The University Archives seeks to collect academic, administrative, and social web content relating to Wake Forest University. This collection includes materials published by Wake Forest University, news about Wake Forest University, social media documenting University life, and related scholarship available on the web.
Identifying & Capturing Content
We use web content to complement our physical holdings based on our University Archives Record Groups. We identify creators and assign metadata based on these groups. Our selection criteria is based on our Records Retention Schedule.
To capture the content of wfu.edu and other Wake Forest-related domains, we use Archive-it, a subscription service from the Internet Archive, to harvest and preserve collections of digital content. After the content is harvested, it is available and searchable through Wake Forest University Archives collection in Archive-It as well as through the Wayback Machine. Other tools are available for collecting web content, but we appreciate both the stability of Archive-It as a well-funded tool as well as its search tool that allows searching of Wake Forest University collection.
Social media is often challenging to harvest, especially as new sites and apps develop. So as the web evolves, other tools may be used. We work with Archive-It to utilize best practices and software developments to optimize our social media captures and strategies. In order to collect University-related sites more effectively and completely, archivists or librarians may reach out to site owners and discuss how to edit their site to improve its crawl content.
How Archive-It Works
Our web collections are harvested, stored, and accessed through Archive-It, a subscription service from the Internet Archive. The University Archives selects websites to be crawled through Heritrix, a web archiving tool developed by the Internet Archive. The crawler captures web domains or individual web pages, taking a snapshot of the page and storing a copy in the Internet Archive, which can be accessed through our individually curated collection in Archive-It as well as the WayBack Machine.
Frequency of Crawls
Web sites are crawled on an annual, semiannual, quarterly, monthly, weekly, daily, or one-time basis.
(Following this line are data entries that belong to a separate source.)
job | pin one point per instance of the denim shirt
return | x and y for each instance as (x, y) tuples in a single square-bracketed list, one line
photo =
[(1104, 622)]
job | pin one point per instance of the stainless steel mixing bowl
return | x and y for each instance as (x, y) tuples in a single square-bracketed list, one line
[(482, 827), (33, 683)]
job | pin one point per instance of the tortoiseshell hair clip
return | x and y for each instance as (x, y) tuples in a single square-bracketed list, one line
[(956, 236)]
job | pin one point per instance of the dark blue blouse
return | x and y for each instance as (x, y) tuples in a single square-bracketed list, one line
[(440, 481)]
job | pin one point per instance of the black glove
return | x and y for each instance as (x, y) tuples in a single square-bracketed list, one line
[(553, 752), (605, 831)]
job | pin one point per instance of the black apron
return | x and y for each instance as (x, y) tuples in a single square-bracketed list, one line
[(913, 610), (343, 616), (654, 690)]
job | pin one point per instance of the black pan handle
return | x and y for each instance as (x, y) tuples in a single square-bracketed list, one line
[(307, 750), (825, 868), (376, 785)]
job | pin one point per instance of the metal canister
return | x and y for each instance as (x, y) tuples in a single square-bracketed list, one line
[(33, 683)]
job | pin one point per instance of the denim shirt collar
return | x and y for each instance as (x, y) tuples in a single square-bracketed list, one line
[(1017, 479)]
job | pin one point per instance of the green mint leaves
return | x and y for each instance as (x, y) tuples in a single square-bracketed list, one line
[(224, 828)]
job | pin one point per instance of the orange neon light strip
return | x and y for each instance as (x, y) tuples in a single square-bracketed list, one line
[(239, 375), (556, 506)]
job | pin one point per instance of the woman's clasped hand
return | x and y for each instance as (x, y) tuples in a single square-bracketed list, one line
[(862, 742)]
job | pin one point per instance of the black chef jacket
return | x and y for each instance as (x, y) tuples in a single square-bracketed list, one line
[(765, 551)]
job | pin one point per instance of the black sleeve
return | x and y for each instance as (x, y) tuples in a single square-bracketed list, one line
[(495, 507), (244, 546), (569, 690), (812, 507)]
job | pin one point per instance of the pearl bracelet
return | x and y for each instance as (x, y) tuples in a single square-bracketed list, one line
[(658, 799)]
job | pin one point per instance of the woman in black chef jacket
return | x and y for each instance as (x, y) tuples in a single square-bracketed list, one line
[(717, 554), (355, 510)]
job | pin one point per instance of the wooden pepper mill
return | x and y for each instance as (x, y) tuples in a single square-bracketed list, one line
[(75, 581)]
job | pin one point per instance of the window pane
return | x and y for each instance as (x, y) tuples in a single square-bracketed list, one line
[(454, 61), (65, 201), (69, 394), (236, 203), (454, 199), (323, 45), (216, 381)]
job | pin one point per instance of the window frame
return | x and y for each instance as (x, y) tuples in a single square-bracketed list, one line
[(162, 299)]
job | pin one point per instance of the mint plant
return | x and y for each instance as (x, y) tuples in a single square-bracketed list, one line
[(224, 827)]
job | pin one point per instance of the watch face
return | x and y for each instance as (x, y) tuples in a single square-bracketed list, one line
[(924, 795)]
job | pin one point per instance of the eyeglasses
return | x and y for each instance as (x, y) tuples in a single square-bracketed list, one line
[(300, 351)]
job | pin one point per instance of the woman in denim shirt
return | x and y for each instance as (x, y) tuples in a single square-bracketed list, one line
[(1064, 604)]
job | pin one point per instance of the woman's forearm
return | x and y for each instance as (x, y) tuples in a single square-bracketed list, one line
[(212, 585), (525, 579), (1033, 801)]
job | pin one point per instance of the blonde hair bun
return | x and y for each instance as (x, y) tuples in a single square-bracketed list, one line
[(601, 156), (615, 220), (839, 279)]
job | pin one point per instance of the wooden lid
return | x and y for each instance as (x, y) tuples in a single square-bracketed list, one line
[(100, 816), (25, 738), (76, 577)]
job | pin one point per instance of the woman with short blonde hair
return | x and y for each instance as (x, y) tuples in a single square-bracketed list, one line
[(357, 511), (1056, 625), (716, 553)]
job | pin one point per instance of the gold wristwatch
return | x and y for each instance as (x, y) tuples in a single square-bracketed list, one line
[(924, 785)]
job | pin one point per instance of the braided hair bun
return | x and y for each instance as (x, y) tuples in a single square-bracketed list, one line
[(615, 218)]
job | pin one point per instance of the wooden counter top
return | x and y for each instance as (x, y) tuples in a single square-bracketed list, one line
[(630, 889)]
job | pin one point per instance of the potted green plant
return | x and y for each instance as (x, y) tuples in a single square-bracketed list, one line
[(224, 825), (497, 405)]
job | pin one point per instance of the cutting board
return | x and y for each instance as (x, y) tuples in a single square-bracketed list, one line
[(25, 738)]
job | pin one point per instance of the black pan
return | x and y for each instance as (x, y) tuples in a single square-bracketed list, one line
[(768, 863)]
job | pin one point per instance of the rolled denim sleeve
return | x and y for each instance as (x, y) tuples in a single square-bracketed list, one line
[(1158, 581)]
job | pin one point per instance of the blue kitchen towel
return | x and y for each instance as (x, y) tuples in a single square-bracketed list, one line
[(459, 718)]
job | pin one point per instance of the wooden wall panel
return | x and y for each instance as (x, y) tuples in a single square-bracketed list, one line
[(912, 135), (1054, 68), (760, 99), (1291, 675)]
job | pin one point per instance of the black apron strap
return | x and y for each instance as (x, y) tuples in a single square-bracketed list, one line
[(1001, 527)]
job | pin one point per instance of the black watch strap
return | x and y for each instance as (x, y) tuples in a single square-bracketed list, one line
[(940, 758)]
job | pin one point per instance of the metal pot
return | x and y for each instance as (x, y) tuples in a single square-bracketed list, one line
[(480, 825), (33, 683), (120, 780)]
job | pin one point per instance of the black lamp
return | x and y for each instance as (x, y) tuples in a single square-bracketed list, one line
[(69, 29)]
As sites are added to the collection, we assign a crawl frequency and regularly assess the status of each seed’s crawl, adjusting as needed, based on the site’s activity, including publication schedules and frequency of content updates.
Scope & Limitations of Crawls
On a collection level, we may limit each web crawl by number of documents, data, or time; there is also an option to crawl PDFs only.
When working on an individual seed, we adjust a variety of settings such as robot exclusions, regular expressions, and SURT rules to more completely capture websites in our collection.
Some websites prove challenging to Archive-It’s web crawlers, so final capture of pages may be incomplete. In many cases we are able to capture downloadable media, including audio and video files. We do our best to review site crawls and perform quality assurance to capture the media as completely as possible. Media behind a paywall or login, or that requires a search query, may be unable to be captured. Archive-It does not provide the ability to capture live streaming audio and video, as of now.
Access & Use Policies
Access to the WFU Web Archive is provided via the Archive-It interface.
Copyright & Permissions
Special Collections and Archives does not claim copyright for any materials that we collect from the web. In most cases, the rights holder is listed within the site captured. This is mainly a University Records collection, so the most common rights holder for this collection is Wake Forest University.
Anyone with questions, concerns, or takedown requests regarding content contained in the Wake Forest University Web Archives Collection is encouraged to contact Special Collections and Archives at email@example.com. We will evaluate takedown requests from the Collection on a case-by-case basis. Wake Forest University has the right to remove or takedown any web site or web content at any time.